Bruxelles, 14/09/2006 (Agence Europe) - Dans un rapport publié le 13 septembre, la Cour des comptes dévoile les failles des services de traduction dans les institutions de l'UE, en particulier les problèmes apparues pour traduire les documents dans les dix nouvelles langues des pays de l'élargissement de 2004.
L'enquête de la Cour montre que les trois principales institutions (Commission, Conseil et Parlement) n'ont pas de procédures claires et cohérentes pour fixer des priorités de traduction. Souvent, les documents sont traités au cas par cas en fonction des ressources disponibles. La Cour estime que les besoins en traduction dans les langues de l'UE-15 sont généralement satisfaits. Toutefois, l'adhésion de petits pays a suscité « une énorme augmentation de la demande de traduction sur des marchés de dimension réduite où l'offre est forcément assez limitée », écrit la Cour, qui attribue la pénurie de traducteurs issus des nouveaux Etats membres aux difficultés de recrutement. Au cours de la première année suivant l'élargissement de mai 2004, par conséquent, les institutions « n'ont pas été en mesure de satisfaire les besoins pour les langues de l'UE-10 », constate la Cour, qui suggère d'augmenter considérablement les capacités internes des institutions pour les langues de l'UE-10.
La Cour estime en revanche que les trois institutions sont parvenues à maîtriser les coûts de traduction malgré l'augmentation du nombre de langues officielles, qui est passé de 11 à 21 (y compris l'irlandais) depuis mai 2004. La Commission et le Conseil ont pris des « mesures énergiques » en vue de réduire le nombre de documents à traduire dans toutes les langues, alors que le PE s'est montré moins ambitieux en limitant uniquement la taille des documents à traduire, mais pas le nombre ni le type de documents, explique le rapport.

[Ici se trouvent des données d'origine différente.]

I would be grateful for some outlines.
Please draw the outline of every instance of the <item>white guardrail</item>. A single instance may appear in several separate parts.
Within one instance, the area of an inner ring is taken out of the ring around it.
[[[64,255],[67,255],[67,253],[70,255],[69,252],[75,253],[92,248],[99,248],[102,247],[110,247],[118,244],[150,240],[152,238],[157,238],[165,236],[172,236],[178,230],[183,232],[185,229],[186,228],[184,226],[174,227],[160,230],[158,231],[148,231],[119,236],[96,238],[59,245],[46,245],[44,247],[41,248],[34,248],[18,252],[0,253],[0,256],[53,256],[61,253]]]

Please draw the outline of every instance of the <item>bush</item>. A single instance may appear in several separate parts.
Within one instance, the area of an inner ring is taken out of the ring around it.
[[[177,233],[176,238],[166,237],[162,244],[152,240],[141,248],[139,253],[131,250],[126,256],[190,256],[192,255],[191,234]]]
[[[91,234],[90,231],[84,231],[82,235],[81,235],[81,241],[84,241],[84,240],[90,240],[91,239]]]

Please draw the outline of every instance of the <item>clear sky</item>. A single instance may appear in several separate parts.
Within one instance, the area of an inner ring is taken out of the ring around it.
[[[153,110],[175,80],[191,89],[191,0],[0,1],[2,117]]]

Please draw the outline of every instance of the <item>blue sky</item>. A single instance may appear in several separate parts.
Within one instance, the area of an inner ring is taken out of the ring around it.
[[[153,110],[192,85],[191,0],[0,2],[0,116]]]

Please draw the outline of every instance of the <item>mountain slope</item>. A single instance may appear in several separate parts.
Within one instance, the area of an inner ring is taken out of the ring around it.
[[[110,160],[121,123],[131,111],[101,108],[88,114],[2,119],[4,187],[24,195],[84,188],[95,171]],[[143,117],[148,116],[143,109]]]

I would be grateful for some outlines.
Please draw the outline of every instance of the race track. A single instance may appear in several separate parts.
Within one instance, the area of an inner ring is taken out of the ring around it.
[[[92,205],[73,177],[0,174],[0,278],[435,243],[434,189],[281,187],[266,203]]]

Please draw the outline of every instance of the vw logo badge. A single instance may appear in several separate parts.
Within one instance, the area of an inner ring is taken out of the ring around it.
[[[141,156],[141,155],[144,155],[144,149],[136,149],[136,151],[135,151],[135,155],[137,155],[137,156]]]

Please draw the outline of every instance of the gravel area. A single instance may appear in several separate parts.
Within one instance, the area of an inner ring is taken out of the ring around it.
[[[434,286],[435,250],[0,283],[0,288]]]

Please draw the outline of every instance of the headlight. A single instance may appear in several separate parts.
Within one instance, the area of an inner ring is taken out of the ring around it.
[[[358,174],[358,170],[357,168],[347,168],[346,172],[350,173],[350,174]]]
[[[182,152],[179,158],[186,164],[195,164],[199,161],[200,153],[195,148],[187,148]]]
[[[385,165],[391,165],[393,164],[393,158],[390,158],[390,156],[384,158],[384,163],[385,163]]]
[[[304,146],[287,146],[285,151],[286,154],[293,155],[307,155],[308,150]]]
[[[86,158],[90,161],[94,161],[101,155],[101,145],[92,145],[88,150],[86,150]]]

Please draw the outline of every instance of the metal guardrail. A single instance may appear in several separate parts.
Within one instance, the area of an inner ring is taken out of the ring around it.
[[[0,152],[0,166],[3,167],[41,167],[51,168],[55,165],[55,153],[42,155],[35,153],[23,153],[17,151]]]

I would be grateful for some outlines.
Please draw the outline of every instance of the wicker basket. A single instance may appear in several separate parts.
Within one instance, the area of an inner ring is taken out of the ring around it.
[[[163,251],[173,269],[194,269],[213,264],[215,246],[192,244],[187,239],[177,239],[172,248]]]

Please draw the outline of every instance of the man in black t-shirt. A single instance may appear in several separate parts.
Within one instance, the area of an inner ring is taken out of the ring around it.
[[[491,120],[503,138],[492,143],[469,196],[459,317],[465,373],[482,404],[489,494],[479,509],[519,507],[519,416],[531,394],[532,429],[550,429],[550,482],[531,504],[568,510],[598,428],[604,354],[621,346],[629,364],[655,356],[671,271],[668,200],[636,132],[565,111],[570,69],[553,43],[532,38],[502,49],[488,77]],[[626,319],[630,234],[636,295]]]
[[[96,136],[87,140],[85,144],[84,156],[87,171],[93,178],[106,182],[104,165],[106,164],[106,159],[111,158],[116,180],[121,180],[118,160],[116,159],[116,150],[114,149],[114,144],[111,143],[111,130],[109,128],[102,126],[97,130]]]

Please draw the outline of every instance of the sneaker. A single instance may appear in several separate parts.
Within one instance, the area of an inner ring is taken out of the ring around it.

La Cour estime le coût annuel total de la traduction pour les trois institutions à 415 millions d'euros avant le dernier élargissement (100 millions respectivement au PE et au Conseil, 215 millions à la Commission) et à 511 millions après (128 millions pour le PE, 126 millions pour le Conseil et 257 millions pour la Commission). En 2003, le coût moyen par page s'est élevé à 150 euros à la Commission et au Parlement, et à 254 euros au Conseil. En 2005, ce coût est passé à 194 euros à la Commission et à 276 euros au Conseil, tandis qu'il est tombé à 119 euros au Parlement. En 2005, le Parlement et les directions générales de la Commission (autres que la DGT) ont externalisé un grand nombre de pages qui auraient pu être traduites en interne par une autre institution: selon la Cour, un montant total de 11 millions d'euros payé à des traducteurs externes aurait pu être économisé.
La Cour reproche aux institutions de ne pas mesurer la satisfaction des clients sur la qualité des travaux et le respect des délais. En 2004, « la plupart des clients estimaient que la qualité des traductions était insuffisante », signale la Cour, qui recommande aussi une utilisation plus poussée des outils informatiques.